Michaelis v. Benavides - The Corporate Shield as a Sieve - Limited liability - Who knew?
Many small companies adopt the corporate form in order to shield their owners/shareholders/officers/employees from personal liability. It’s a well known risk management strategy for some individuals to avoid personal liability in certain situations.
For example, if the company performs unsatisfactory work, the wronged party may lack redress except when “extraordinary circumstances” allow that party to “pierce the corporate veil” and establish the corporation as the “alter ego” of the individuals. Absent alter ego, the company may simply default and its owner may start another business as a new limited liability company. This incorporate-default-repeat scenario may give unscrupulous entrepreneurs carte blanche to avoid responsibility for their misconduct so that wronged parties are never compensated for their damages.

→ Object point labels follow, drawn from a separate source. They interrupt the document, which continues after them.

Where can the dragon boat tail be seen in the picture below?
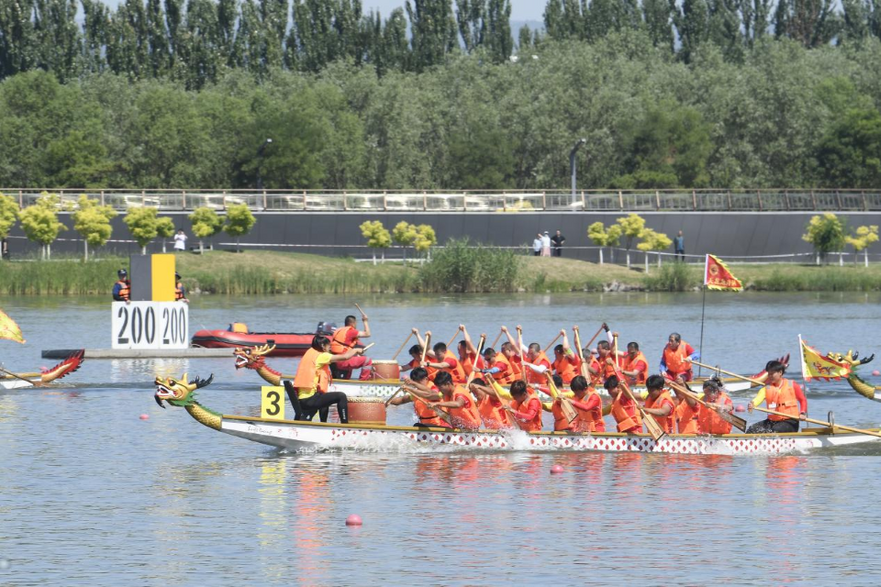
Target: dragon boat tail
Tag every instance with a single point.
(297, 435)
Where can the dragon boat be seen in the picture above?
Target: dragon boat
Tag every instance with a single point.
(10, 380)
(254, 358)
(299, 436)
(277, 344)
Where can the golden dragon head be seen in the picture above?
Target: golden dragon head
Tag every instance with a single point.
(252, 357)
(852, 358)
(179, 392)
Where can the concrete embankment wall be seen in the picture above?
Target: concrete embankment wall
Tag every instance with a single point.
(731, 234)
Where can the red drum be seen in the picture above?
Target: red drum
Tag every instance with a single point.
(386, 370)
(367, 410)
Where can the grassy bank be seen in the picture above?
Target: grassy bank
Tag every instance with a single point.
(265, 272)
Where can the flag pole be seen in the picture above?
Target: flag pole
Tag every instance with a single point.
(703, 311)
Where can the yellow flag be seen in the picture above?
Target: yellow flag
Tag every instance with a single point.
(9, 329)
(817, 366)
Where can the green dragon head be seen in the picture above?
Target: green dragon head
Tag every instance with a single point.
(179, 392)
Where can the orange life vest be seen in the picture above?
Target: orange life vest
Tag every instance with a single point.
(426, 415)
(532, 376)
(338, 344)
(125, 289)
(506, 375)
(626, 415)
(591, 420)
(566, 368)
(628, 364)
(457, 372)
(492, 413)
(675, 360)
(782, 399)
(688, 418)
(309, 379)
(468, 416)
(709, 421)
(534, 424)
(667, 422)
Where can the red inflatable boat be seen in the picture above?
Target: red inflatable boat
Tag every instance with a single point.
(287, 344)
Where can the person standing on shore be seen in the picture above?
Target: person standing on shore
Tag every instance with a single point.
(545, 245)
(180, 241)
(679, 246)
(558, 240)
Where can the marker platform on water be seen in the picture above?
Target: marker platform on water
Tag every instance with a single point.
(188, 353)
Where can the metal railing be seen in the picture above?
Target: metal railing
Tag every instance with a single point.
(708, 200)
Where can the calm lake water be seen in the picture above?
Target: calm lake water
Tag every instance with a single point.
(91, 494)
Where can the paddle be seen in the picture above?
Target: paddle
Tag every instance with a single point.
(406, 340)
(550, 344)
(822, 423)
(566, 406)
(753, 381)
(16, 376)
(735, 421)
(523, 367)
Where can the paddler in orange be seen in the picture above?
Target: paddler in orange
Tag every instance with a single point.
(457, 402)
(634, 365)
(624, 409)
(443, 361)
(526, 407)
(687, 413)
(313, 380)
(566, 363)
(659, 403)
(676, 359)
(709, 421)
(500, 364)
(782, 395)
(490, 404)
(348, 337)
(419, 385)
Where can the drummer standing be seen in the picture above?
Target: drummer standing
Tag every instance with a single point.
(347, 338)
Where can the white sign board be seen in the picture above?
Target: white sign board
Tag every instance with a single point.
(150, 325)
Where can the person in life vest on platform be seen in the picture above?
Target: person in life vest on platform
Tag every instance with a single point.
(418, 385)
(347, 338)
(526, 407)
(659, 403)
(122, 289)
(623, 409)
(457, 402)
(709, 421)
(782, 395)
(676, 359)
(313, 379)
(180, 292)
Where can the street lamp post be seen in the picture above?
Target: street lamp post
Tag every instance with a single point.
(572, 166)
(262, 148)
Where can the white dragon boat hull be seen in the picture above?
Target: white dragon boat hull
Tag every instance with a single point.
(386, 387)
(298, 436)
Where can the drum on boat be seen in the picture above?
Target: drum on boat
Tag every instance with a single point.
(367, 410)
(386, 370)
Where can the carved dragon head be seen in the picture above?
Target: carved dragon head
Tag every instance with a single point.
(851, 358)
(252, 357)
(179, 392)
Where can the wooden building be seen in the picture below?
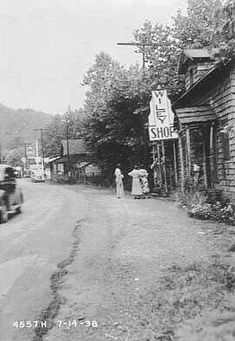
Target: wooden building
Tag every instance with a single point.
(71, 154)
(205, 120)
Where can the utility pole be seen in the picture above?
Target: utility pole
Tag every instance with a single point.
(143, 45)
(42, 148)
(67, 138)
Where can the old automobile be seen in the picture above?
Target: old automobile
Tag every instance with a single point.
(11, 197)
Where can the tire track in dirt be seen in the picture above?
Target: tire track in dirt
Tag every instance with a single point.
(48, 314)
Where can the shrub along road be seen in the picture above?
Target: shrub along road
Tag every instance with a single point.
(133, 269)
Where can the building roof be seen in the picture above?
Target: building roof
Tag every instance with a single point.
(197, 53)
(73, 158)
(76, 146)
(197, 114)
(203, 84)
(203, 55)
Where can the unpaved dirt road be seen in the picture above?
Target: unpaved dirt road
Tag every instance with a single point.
(78, 255)
(31, 246)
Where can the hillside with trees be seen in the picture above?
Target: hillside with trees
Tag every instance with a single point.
(17, 128)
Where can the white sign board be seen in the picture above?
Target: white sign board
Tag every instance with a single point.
(161, 118)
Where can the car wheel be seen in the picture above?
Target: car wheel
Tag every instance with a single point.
(4, 213)
(18, 210)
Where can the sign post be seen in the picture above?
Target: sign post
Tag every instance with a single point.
(161, 129)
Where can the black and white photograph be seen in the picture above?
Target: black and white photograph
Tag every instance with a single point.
(117, 170)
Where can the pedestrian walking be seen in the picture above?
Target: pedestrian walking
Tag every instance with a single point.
(136, 190)
(144, 182)
(119, 183)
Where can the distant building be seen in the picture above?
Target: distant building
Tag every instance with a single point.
(71, 154)
(205, 120)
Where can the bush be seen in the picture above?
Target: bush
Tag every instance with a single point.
(205, 204)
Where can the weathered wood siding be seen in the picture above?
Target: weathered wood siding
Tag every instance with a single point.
(221, 97)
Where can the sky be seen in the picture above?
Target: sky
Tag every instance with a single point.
(48, 45)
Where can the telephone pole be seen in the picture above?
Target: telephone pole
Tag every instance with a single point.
(42, 148)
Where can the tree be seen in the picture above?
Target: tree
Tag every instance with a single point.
(196, 29)
(161, 53)
(57, 131)
(113, 132)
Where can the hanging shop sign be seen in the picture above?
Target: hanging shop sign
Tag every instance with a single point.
(161, 118)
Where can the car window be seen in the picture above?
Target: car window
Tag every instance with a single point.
(9, 173)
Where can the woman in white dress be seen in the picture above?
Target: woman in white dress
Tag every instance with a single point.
(136, 185)
(144, 182)
(119, 184)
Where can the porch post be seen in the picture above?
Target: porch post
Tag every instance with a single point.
(212, 170)
(154, 163)
(160, 163)
(204, 158)
(181, 162)
(188, 149)
(164, 165)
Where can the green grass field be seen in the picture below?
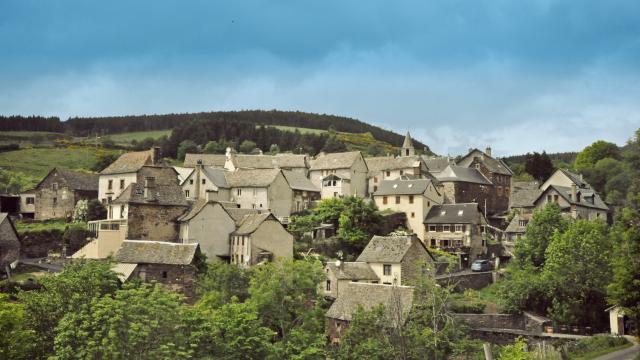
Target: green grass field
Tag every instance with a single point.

Recognizing this injustice, the Court of Appeal in Michaelis v. Benavides (1998) 61 Cal.App.4th 681, refused to shield a corporate contractor’s president from personal liability after negligent construction of a driveway. In addition to allowing a breach of contract claim against the corporation, the Court of Appeal held that the president was personally, jointly and severally liable because he personally bid and negotiated the project, and oversaw its construction. As articulated by the court, corporate agents may incur personal liability when they participate in, direct, or authorize their company’s bad acts. This is due to the general agency rule that an agent is liable for his own conduct and may subject his principal to liability under the doctrine of “respondeat superior.”
The Michaelis case was decided in 1998. Yet, so many seem to be unaware of it or the general principles expounded in it and in similar cases. Consequently, too many companies and their lawyers underestimate the risk in certain circumstances.
Recently, we represented a plaintiff in a trial wherein the court found the corporate defendant’s president directly liable under Michaelis, to the tune of over $400,000. Suffice it to say, he would have been well-advised to have managed his risk better.